Importantly, scores for irritability and aggression improved in all groups, he added.

“I’m not a child psychiatrist. I was not terribly sympathetic to this at the beginning” of clinicians’ use of antipsychotics for these indications, said Dr. Newcomer, who chaired the Drug Utilization Review Board for Missouri Medicaid for 14 years. “But I was educated by the psychiatric outcome. There was really profound psychiatric symptom improvement, with kids going back to school and [behaving differently],” he said. The psychiatric response was similar among treatment groups in the study.

As early as 6 weeks after starting therapy, significant changes could be seen on adiposity. Children with the biggest changes in body fat showed effects within the first month of treatment.

Height, weight, waist circumference, body mass index, and BMI percentile were measured at all visits. At baseline and at 12 weeks, investigators performed dual-energy x-ray absorptiometry (DEXA) scans and MRI to assess changes in adiposity, hyperinsulinemic euglycemic clamp with isotopomers to assess changes in insulin sensitivity, plasma sampling (such as oral glucose tolerance test or measuring fasting glucose and lipids), ECG, and psychiatric ratings. At the 6-week follow-up, patients underwent DEXA, oral glucose tolerance testing, and lab measures of fasting status.

A previous nonrandomized study of 272 antipsychotic-naive children and adolescents reported weight gains of 4-8 kg and increases in BMI percentile for patients taking any of four atypical antipsychotics for a median of 11 weeks, compared with a control group (JAMA 2009;302:1811-2).

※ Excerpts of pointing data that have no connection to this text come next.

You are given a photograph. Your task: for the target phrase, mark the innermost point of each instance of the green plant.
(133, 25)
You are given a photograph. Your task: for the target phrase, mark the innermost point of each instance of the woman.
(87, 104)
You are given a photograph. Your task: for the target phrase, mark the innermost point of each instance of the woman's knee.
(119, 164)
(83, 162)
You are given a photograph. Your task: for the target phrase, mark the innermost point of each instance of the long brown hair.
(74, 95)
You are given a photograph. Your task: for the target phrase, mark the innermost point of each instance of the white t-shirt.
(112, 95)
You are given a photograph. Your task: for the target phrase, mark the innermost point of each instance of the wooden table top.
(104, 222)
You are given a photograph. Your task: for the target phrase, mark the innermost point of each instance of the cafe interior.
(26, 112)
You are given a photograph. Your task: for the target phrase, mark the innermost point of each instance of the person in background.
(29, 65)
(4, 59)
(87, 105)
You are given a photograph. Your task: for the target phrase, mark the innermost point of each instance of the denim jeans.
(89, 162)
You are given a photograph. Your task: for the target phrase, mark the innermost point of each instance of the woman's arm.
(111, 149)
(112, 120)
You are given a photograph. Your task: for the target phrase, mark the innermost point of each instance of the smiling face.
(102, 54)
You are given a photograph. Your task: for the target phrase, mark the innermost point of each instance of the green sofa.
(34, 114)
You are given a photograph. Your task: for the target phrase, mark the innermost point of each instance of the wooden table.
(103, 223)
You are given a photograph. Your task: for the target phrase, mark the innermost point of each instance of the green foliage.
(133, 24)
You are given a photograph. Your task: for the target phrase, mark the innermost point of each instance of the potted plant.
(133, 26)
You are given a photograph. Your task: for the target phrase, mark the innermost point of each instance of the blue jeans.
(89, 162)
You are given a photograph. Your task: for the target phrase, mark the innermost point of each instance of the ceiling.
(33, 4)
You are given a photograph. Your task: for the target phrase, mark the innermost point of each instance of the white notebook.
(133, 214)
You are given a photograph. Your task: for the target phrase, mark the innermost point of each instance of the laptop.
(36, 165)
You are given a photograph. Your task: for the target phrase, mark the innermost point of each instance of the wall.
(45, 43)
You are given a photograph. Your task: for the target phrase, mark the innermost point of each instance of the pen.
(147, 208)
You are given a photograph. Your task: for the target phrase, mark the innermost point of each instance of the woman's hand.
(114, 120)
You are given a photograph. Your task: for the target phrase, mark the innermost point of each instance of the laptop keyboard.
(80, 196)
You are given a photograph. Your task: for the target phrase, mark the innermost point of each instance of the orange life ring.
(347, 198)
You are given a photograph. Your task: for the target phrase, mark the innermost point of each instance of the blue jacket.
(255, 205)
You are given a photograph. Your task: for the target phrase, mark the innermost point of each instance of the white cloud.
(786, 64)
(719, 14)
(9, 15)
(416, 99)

The study’s design raised concern that the effects could be larger than reported, however, because overweight or obese children were assigned to drugs considered to have the lowest risk for weight gain, Dr. Newcomer said.

In a post-hoc analysis, Dr. Newcomer showed that at the start of the current study, the children had similar rates of overweight or obesity as did children in the general population, but rates were higher in the cohort by the end of the study. The rate of overweight or obese children in the cohort increased from about 33% to 48%.

“I’m personally skeptical about the idea that it’s the psychiatric disorders themselves that are the metabolic challenge, rather than the treatment being the primary effect,” he said.

Medicaid data suggest that 43% of prescriptions for atypical antipsychotics are for indications that are not backed by evidence justifying use, he said. Visits to U.S. physicians that included prescriptions for antipsychotics to patients aged 20 years or younger more than doubled between 1997 and 2002, to a rate greater than 1,400 per 100,000 visits, a separate study reported (Arch Gen. Psych. 2006;63-681).

The National Institutes of Health funded the study. Dr. Newcomer has been a consultant for or received grants from Janssen Pharmaceuticals Inc., Pfizer Inc. , AstraZeneca, Bristol-Myers Squibb, Otsuka Pharmaceutical Co. Ltd., Schering/Merck, Vivus Inc., Obecure Ltd., Biovail Corp., Lundbeck A/S, Sanofi, and Dainippon Sumitomo Pharma Co. Ltd./Sepracor Inc.